Samuel is laying down in the Temple when the Lord starts to call out to him. Samuel thinks that it is Eli who is calling him and keeps running to see what Eli wants. Eli tells him first off to just go back to bed. After the third time that Samuel comes running, Eli starts to think something else is up and instructs Samuel to tell the LORD to speak, for he is listening. It is pretty easy to read this passage and glaze right over a nugget that I have glazed over many times and didn’t really see until this time reading it. Between the second and third time Samuel hears someone calling him the text reveals that Samuel did not yet know the Lord. My first thought is that how can a boy who is living in the Temple and evidently ministering under Eli not know the Lord? That seems pretty illogical. Wouldn’t it stand to reason that in all the time that conducting ministry and living there with Eli that the subject of the Lord might have come up? I suppose that one could argue that the term “know” could mean that he didn’t have the Lord in his heart or that he didn’t believe in the Lord. There probably is some truth to knowing the Lord in the context that the word “LORD” in all caps is YHWH, the covenant making God, so taking it to mean this would suggest that Samuel didn’t have the relationship. He didn’t know God in a governing sort of way. So why does the LORD call Samuel if he doesn’t even know Him? We have seen in other parts of the Bible where God chooses someone who seems to be illfit for the position to which God appointed them. Abraham. Moses. Noah. David. Jonah. The evidence is alarmingly in favor of underdogs beating the odds stacked against them. Had Noah ever built an arc? Had David ever slain a giant? Had Abraham ever been a father at such an advanced age (I guess that one really doesn’t work that well unless old Abe was Hindu as he would have been old only once….)? While I am not a fan of cliches, the one that started this discourse is pretty darn true. God doesn’t call the qualified, he qualifies the called. If God called Samuel before Samuel even knew him, how much more can he do with me, or with you, that have been walking with him for years??!

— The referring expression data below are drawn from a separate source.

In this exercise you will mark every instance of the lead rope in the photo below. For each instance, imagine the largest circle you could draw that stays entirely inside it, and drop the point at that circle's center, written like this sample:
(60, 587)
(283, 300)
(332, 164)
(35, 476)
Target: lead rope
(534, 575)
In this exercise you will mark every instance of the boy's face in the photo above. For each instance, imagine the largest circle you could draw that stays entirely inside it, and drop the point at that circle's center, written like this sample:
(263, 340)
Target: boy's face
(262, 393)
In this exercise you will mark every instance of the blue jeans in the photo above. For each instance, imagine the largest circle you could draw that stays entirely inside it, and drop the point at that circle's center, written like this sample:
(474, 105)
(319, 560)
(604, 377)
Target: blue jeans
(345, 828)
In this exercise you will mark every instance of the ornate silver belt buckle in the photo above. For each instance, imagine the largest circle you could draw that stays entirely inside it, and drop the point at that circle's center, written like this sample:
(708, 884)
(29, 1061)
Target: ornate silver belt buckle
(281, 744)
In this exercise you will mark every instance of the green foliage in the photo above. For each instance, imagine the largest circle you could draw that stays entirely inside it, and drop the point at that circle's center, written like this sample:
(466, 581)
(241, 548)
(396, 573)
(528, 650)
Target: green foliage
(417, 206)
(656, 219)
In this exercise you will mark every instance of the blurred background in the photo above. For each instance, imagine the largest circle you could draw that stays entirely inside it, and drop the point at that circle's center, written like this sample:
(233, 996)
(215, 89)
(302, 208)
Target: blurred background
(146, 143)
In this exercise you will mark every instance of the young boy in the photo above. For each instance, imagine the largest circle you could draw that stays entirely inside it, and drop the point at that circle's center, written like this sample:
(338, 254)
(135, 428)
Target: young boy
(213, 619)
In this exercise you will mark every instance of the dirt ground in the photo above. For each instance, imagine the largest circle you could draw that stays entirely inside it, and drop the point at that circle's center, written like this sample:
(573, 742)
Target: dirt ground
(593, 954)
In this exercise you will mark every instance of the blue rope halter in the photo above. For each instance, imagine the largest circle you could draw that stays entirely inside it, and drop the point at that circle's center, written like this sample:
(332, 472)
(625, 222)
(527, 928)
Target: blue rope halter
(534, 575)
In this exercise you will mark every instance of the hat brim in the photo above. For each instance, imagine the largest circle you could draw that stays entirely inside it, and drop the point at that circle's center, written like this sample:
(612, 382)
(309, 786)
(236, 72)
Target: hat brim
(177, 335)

In my life I need this reminder almost daily. I have many things inside of me that are welling up to get out, but the fear of unqualifications hinder me. I have never planted a multi-site church, I have never written a book that wasn’t about a pet monkey, I have never had to raise missional support for myself. I have also never rode a unicycle wearing a bear costume, but that doesn’t stop me from serving God. I think that it is humbling to come to the realization that I don’t have to be the best or know the most, but I need to have the heart of Samuel that says, “Speak LORD, for your servant is listening” and then give the words legs by doing what God says. This is my prayer for me and for you.